A centuries-old battle over one of the most revered artifacts in the Christian faith reached a new boiling point this week.
In one corner: A new study that casts doubt on the Shroud of Turin. According to tradition, it’s the burial cloth of Jesus Christ. But this week, researchers claimed it’s a medieval forgery.
In the other: Experts who say that the REAL fake is the study itself – and that in their rush to dismiss the shroud, they inadvertently may have helped to PROVE that it just might be the real deal.
And that would mean the image on the shroud… and the blood within it… both belong to none other than Jesus Christ Himself.
In the study, two researchers claim to have used CSI-style techniques to study the blood stains on the cloth.
“This is the kind of forensic work done all the time in police investigations,” study co-author Matteo Borrini, an Italian forensic scientist currently at Liverpool John Moores University in the United Kingdom, told Buzzfeed. “Even a crucified or hanging person should leave a distinct blood pattern on the cloth, which would be fascinating information to have.”
After experiments using both a human subject and a mannequin as well as both real and fake blood, Borrini and his coauthor declared that the patterns on the shroud are “totally unrealistic.”
The study in the Journal of Forensic Sciences claims that what’s seen on the shroud simply isn’t consistent with what would be expected of a crucifixion victim.
“This is just not what happens to a person on a cross,” Borrini told BuzzFeed.
But shroud expert Emanuela Marinelli blasted the study, telling Vatican News “there was nothing scientific” about how it was conducted.
“Does it seem like a scientific criterion to take a mannequin – like the ones used to display clothes in a store window – and a sponge soaked in fake blood attached to a piece wood that is pressed on the right side of a dummy to see where the streams of blood fall?” she asked, according to the Catholic Herald. “If this is considered science, I guess I’ll just have to take my degree in natural sciences and throw it away.”
She’s not the only one questioning the study
Bloodstain expert Jonathyn Priest told Buzzfeed that while the methodology behind the research is sound, it may not account for all of the possibilities.
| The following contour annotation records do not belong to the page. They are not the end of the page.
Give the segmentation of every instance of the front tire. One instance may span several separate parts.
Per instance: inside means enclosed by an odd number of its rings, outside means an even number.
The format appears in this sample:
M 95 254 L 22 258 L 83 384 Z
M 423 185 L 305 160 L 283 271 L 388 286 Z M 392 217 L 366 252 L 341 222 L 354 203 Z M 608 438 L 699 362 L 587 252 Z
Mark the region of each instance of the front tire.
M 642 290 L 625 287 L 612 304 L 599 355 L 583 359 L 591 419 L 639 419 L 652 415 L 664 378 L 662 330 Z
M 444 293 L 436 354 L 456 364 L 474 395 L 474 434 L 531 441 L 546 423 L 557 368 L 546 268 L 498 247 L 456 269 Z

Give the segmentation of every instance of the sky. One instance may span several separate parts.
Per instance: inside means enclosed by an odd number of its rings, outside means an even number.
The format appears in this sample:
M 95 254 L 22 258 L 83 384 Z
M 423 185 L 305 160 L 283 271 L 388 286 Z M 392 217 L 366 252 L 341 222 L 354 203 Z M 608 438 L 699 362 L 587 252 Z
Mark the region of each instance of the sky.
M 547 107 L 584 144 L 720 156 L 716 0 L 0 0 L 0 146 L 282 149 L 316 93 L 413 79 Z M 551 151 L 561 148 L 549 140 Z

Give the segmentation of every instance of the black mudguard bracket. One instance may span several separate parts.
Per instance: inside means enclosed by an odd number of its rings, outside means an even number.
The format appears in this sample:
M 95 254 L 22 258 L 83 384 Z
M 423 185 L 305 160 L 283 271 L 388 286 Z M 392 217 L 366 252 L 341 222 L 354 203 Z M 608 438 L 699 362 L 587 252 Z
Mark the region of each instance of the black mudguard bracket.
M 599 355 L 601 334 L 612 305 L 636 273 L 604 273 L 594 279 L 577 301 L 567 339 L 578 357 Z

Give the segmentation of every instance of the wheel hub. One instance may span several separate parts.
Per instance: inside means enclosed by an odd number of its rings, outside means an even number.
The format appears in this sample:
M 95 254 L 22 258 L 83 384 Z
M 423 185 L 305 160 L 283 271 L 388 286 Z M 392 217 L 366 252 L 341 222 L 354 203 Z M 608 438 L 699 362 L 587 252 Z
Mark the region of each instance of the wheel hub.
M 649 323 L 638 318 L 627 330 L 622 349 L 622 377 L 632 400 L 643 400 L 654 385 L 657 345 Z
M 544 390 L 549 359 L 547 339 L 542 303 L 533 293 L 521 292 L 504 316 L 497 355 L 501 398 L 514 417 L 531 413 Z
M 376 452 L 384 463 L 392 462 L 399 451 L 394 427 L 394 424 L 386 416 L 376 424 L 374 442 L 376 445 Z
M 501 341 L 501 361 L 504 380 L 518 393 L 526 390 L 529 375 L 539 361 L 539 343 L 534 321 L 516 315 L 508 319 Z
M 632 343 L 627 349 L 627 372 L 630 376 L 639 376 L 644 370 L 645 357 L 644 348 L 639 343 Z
Some of the bloodstains on the shroud, he said, would seem to require a “beating” heart.
“The fact that flowing bloodstains exist at all on a deceased body that was reportedly cleaned also raises questions,” he said.
The answer to those questions could further suggest an elaborate hoax or, to the contrary, just the opposite.
It could be direct evidence of something quite supernatural that took place some 2,000 years ago.
The shroud has been at the center of controversy for centuries, with radiocarbon tests dating it to roughly the 13th century, and not the time of Christ. Critics of those tests say the researchers may have captured the age not of the shroud itself but of repair work done in the Middle Ages.
But to the faithful, it may not matter: The shroud isn’t about a piece of cloth and arguing over whether or not it’s real is beside the point.
It’s about what it represents.
The Catholic Church doesn’t have an official position on the authenticity of the shroud, but it’s clear that what it awakens in the devout is as genuine as it comes.
“The icon of this love is the shroud, that, even now, has attracted so many people here to Turin,” Pope Francis said during a 2015 visit to Turn. “The shroud draws [people] to the tormented face and body of Jesus and, at the same time, directs [people] toward the face of every suffering and unjustly persecuted person.”